# Quay Operator Overview for Pulp - Meeting notes
Very many operators on the hub implemented functionality because they didn't know that kube now does it.
Examples:
1. Manage their own pods, don't use deployments.
2. Feel they need more granual control over pods layout, when they could have used features like ordering and quorum
How to handle optional components:
Kind: A string
Managed: True or false
Didn't want to expose config options at the CR level.
If you want any customization, you have to make it unmanaged and deploy it yourself. (This was done to ease development & maintenance.)
Yanis: FSI customers frequently have to use a 3rd party external redis / postgres cluster / server / service.
"You have to have a really good reason to add a field to the CR."
On OLM, people would copy entire fields into the kube (something), people would duplicate entire kube objects onto the CRD. Things like status monitors. This was too hard to manage, especially during migrations. (upgrades)
Quay will see how this approach works out. Feedback will be coming in.
They have a schema? It's how users configure Quay at the application level, not the operator/infrastructure level. They have a config editor, it edits secrets. There is a service on the operator that validates the secret, switches the configregistry field on quay.
Config.yml is the entry point for the customer.
They generate a config.yml for you with all the correct values.
Marked in the UI as managed externally (operator managed), you can you mark it unamanged to mark it yourself.

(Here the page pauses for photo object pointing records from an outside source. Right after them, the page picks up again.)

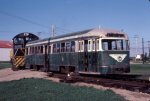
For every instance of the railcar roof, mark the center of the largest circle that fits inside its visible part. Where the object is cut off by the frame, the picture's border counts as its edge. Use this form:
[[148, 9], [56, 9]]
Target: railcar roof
[[97, 32]]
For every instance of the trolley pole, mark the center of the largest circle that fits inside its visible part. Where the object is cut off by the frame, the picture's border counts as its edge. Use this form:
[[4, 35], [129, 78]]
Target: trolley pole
[[143, 50], [149, 48], [53, 30]]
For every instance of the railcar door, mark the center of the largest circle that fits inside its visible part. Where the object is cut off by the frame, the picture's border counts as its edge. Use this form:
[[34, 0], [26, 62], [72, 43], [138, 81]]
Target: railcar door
[[46, 59], [83, 56]]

All the logic in the config.yml in there rather than the CR. Alec pushed against putting it in the CR, because they change fields heavily & frequently whenever they do upgrades, also because of secret values. You have to mount it into the pods anyway.
The bundle is a secret, and within the bundle is the config.yml.
Certs can be in it too.
Quay uses object storage. It uses any S3-compatible API.
It has for testing & development local storage.
Joey insissted "no" to local storage, and you can't scale past a single node.
OpenShift comes with RHOCS, bundled noobaa.
They require RHOCS.
Only object storage is scalable and performant.
Operator creates an object bucket claim, it uses whatever the cluster provides.
They considered deploying minio, but they cannot support minio. Everything shipped must be supported.
They can use RHOCS in a manual fashion, with a couple limited steps.
Many customers will use external cloud storage.
They had to allow RHOCS PM to allow customers to use it in production for Quay without buying RHOCS.
Nothing stopping customers from using minio or similar.
Quay app pods are the only things that talk to object storage.
Quay is not tied to the OCS operator, because the OCS operator is slow to deploy. Not depending on it.
Quay does storage proxying, so all client pulls go through quay, not directly to the object storage (noobaa.) Alec tried this, it can work, but the certs are different. Client would have to have noobaa cert.
Object storage proxying is not slow because it goes through nginx, not through python.
But they could turn off object storage proxying. It's a config option. But they do not support it.
They do feature detection for routes, and object bucket API.
A route is a managed component.
A route is used for load balancer, possibly in the future for an ingress.
"When develop your operator, don't feel you have to follow the herd if it will make your life harder."